Sigifredo Noriega Barceló, obispo de la Diócesis de Zacatecas manifestó a propósito de estos tiempos electorales, la ausencia de Dios puede traducirse en una mala elección y política pública que des­encadene en maldad.

“Una mala política se puede convertir in­cluso hasta en maldad”, porque, advirtió, la ausencia de Dios tiene sus consecuencias.

Refirió que el próximo domingo son las elecciones, ante ello, la invitación para la población es para que participe, porque el voto es un derecho, “pero también tomémoslo como una responsabilidad para elegir a gobernantes, y de alguna manera elegimos el tipo de país, estado o municipio”.

Por eso es la importancia, de una de­mocracia que todos tenemos una palabra que decir, y en esta ocasión es a través de la sencillez, pero al mismo tiempo de la grandeza de un voto”.
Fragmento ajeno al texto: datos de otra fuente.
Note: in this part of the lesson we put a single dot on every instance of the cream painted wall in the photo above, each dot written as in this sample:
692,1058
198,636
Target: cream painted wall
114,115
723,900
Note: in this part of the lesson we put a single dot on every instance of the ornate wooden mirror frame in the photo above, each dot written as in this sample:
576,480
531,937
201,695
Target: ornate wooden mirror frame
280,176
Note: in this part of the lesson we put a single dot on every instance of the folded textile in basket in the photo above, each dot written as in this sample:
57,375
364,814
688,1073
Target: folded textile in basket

“Los invito a organizarse para celebrar la eucaristía, pero organícense en sus dife­rentes horarios. Deseo un feliz fin de mes y un gran inicio del sexto mes del año”, precisó monseñor Sigifredo.

“Pidamos al Señor que aumente nuestra fe para que su presencia nos haga caminar seguros, nos haga construir pueblo, que nos de la seguridad de que está con nosotros en la travesía de la vida”, agregó.

Durante la homilía dominical expuso que creer en Dios tiene consecuencias en la visión y el compromiso vida, con una fe que tiene que crecer, la cual tiene que aumentar para que incremente el amor hacia el prójimo.

“La fe en Jesucristo es un don natural y una respuesta para caminar seguros en la vida, no solamente a la causada por la violencia, sino la inseguridad causada por la ausencia de Dios, esa es la causa de los males que hay en nuestro tiempo”, precisó.

En estos tiempos es más difícil creer en Dios y es más fácil construir un Dios a nuestra manera, el creer en Dios es un don que nos da Jesucristo con el aumento de fe, amor y esperanza, finalizó Sigifre­do Noriega.